A couple of things have happened in the last few weeks have made me think about self-care, and why we clergy are often not very good at it.
First, I had the opportunity on January 5th to sit in the congregation at St. Margaret’s while my honorary assistant, Susan, led the service. This is something I haven’t done before. I was on holiday, and usually when I’m on holiday I don’t go to church at St. Margaret’s, because try as they might, people find it difficult not to treat me as the rector. Or at least, in my mind, they find it difficult.
Turns out I was mostly wrong about that. Mainly, they were very good about it. It was my Mum’s last day with us (she was flying home to England mid-afternoon), and some of our kids came to St. Margaret’s, too, so we took up a whole row in the church. Susan did an excellent job of leading the service and preaching; she’s highly competent, as well as being relaxed and natural, and it was a wonderful experience to receive communion at someone else’s hands, rather than being the one who gave it to everyone. And for the most part, people treated us as ordinary members of the congregation. It felt incredibly peaceful.

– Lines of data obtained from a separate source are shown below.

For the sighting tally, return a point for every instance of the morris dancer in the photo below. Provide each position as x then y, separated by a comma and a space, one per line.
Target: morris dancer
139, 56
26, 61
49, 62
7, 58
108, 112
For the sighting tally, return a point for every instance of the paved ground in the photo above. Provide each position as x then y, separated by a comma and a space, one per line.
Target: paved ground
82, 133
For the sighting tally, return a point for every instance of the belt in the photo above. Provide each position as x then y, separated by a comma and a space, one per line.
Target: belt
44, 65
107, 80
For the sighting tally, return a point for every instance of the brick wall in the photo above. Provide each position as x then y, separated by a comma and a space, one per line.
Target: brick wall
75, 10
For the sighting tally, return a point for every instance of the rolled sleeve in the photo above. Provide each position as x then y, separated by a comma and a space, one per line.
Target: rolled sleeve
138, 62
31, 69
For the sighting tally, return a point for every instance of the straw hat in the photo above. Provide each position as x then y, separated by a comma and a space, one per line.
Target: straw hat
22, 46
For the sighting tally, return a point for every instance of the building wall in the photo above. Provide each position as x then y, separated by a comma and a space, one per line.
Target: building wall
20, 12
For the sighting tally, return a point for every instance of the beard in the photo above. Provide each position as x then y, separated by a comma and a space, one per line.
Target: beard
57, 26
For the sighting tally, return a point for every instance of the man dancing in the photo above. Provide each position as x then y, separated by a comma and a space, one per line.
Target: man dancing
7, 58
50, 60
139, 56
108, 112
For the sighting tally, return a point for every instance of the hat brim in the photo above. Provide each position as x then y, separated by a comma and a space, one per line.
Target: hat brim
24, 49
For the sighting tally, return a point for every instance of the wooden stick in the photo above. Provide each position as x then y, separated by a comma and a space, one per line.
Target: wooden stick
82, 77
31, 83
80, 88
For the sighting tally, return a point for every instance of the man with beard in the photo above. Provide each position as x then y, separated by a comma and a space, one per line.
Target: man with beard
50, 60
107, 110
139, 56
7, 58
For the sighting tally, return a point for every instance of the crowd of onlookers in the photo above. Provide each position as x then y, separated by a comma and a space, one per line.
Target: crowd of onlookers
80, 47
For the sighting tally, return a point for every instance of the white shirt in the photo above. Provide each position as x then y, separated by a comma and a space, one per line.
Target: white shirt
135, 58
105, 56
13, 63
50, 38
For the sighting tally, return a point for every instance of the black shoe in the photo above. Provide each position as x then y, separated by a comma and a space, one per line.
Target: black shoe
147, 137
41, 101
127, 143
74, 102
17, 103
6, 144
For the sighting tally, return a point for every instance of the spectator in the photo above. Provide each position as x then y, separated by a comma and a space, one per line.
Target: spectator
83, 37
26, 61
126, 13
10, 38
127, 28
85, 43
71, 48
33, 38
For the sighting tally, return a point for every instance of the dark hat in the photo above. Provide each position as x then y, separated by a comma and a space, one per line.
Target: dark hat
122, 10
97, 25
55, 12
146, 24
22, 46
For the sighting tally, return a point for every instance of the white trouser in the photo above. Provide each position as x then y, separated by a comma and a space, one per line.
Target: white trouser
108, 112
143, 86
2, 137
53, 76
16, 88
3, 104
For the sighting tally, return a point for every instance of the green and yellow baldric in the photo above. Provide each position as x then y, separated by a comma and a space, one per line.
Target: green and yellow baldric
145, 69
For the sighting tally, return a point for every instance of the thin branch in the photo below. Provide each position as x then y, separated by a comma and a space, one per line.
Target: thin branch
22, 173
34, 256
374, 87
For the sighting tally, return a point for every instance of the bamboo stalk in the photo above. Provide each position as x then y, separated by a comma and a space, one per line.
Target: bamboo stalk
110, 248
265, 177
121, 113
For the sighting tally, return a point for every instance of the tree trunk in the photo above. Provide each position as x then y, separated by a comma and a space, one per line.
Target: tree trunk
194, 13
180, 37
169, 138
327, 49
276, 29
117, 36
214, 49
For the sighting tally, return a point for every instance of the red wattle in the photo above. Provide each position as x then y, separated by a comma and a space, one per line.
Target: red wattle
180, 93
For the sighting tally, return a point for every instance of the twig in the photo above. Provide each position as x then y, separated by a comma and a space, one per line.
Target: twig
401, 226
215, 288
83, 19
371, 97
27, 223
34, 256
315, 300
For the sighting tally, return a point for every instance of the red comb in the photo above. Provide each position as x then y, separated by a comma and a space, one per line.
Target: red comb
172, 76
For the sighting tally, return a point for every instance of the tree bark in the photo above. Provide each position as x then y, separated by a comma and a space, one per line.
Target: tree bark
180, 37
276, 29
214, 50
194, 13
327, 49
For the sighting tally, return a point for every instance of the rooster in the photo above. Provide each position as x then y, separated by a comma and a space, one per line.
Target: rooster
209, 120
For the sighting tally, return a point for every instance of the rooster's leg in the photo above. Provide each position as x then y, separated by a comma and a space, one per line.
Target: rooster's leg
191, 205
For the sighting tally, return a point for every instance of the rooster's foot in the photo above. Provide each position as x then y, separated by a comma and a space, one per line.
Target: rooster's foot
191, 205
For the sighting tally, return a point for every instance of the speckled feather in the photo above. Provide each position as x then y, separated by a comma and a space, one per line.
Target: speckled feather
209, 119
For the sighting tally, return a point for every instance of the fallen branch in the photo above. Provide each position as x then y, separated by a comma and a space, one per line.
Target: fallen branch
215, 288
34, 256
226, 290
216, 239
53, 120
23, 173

The second thing that happened was that I had a conversation with someone who reads my sermons online. This person is part of a parish far from here where there isn’t a particularly good or consistent preaching ministry, and she was expressing appreciation for the fact that, through reading my sermons, she ‘got fed’ spiritually in a way she didn’t experience at her own church. And I found myself thinking, “I know exactly how you feel, because week by week, I’m the one that does the feeding.” Very rarely do I get to listen while someone else opens up the Bible for me and applies it to our daily lives. That was something else I really appreciated about January 5th.
Which leads me to ask: why do I feel guilty when I take an hour to read a good theological book (even though my to-do list isn’t getting any shorter), or do some self-directed Bible study that’s not aimed at producing a sermon? And why do I so very rarely give others the chance to lead? After all, I have an honorary assistant who’s very willing, and six lay readers as well. It’s not as if I couldn’t give them more scope for ministry. So why don’t I let them do more? Is it something to do with ego, or the need to be needed? Surely I’m not that immature, am I?
I’ll let you be the judge of that. Meanwhile, it turns out I need to have a talk with someone about being accountable for my own self-care. I suspect I’m not alone in that!